Mechanical properties of topological high-entropy disorder mechanical metamaterial composed of “Einstein” cell
摘要
For a long time, people have always hoped to achieve aperiodic tiling of a plane using a single monotile. This vision became a reality with mathematicians’ discovery of the “Einstein” monotile (also known as the “hat” monotile). Such aperiodic tiled structures typically exhibit topological anisotropy, making their mechanical properties significantly superior to those of periodic structures.
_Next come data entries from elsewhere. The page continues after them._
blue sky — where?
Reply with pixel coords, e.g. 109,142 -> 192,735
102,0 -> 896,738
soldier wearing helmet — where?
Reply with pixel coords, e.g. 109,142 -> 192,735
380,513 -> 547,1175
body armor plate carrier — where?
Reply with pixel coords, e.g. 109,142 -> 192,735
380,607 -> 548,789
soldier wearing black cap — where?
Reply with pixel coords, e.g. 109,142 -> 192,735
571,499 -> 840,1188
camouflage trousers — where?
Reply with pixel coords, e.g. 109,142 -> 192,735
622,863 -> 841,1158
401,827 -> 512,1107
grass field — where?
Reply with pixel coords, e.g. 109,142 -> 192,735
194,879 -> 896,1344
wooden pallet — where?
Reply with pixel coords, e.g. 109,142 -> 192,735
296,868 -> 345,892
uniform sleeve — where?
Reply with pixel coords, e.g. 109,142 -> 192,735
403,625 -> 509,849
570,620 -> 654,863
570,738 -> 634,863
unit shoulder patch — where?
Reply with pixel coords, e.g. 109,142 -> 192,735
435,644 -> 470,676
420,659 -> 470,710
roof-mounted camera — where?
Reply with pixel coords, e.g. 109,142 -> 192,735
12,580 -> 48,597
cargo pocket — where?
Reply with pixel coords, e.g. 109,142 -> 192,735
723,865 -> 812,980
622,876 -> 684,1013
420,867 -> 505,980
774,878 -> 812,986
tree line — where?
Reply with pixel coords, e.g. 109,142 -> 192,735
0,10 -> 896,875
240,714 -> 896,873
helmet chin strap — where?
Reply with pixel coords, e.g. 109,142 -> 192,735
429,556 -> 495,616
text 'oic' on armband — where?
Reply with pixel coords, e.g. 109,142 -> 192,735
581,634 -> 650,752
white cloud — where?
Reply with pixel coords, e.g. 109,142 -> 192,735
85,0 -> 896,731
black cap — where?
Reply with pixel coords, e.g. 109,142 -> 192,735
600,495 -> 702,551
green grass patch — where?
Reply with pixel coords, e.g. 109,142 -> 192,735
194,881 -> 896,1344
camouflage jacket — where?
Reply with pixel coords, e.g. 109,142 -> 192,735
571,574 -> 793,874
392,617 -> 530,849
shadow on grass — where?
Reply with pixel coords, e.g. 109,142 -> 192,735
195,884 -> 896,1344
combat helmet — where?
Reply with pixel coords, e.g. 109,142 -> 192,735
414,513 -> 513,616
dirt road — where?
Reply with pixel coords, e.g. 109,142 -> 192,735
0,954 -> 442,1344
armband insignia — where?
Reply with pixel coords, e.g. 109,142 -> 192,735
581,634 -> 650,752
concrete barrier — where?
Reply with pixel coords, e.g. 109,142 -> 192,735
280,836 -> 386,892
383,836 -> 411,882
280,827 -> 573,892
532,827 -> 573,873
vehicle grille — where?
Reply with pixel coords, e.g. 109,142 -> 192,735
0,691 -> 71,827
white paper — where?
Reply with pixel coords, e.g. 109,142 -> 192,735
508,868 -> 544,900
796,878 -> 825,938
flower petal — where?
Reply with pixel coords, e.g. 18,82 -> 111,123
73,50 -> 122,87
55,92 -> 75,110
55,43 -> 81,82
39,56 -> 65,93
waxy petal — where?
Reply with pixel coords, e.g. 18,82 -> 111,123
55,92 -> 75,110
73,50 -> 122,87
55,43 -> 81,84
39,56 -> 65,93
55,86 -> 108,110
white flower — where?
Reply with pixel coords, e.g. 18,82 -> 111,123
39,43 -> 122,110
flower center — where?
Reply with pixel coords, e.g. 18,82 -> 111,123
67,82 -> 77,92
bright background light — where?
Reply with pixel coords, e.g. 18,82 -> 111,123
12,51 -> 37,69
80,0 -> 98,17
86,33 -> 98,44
This study focuses on the application of aperiodically tiled “hat” monotiles in honeycomb metamaterial structures. From the perspective of information entropy, it reveals that the enhancement in mechanical performance of these structures stems from the higher entropy values associated with their aperiodic configurations. To quantify the disorder of aperiodic structures, this research proposes a topological entropy quantification expression applicable to disordered configurations. To validate the mechanical performance of high-entropy structures, specimens were fabricated via 3D printing and mechanical experiments were conducted; meanwhile, finite element analysis was performed using ABAQUS software for comparative analysis. Results show that, under the same conditions, high-entropy structures formed by the aperiodic stacking of unit cells exhibit a significant improvement in mechanical performance compared to low-entropy structures formed by periodic stacking. The conclusions drawn from this study are generalizable and may provide useful references for future material and structural design.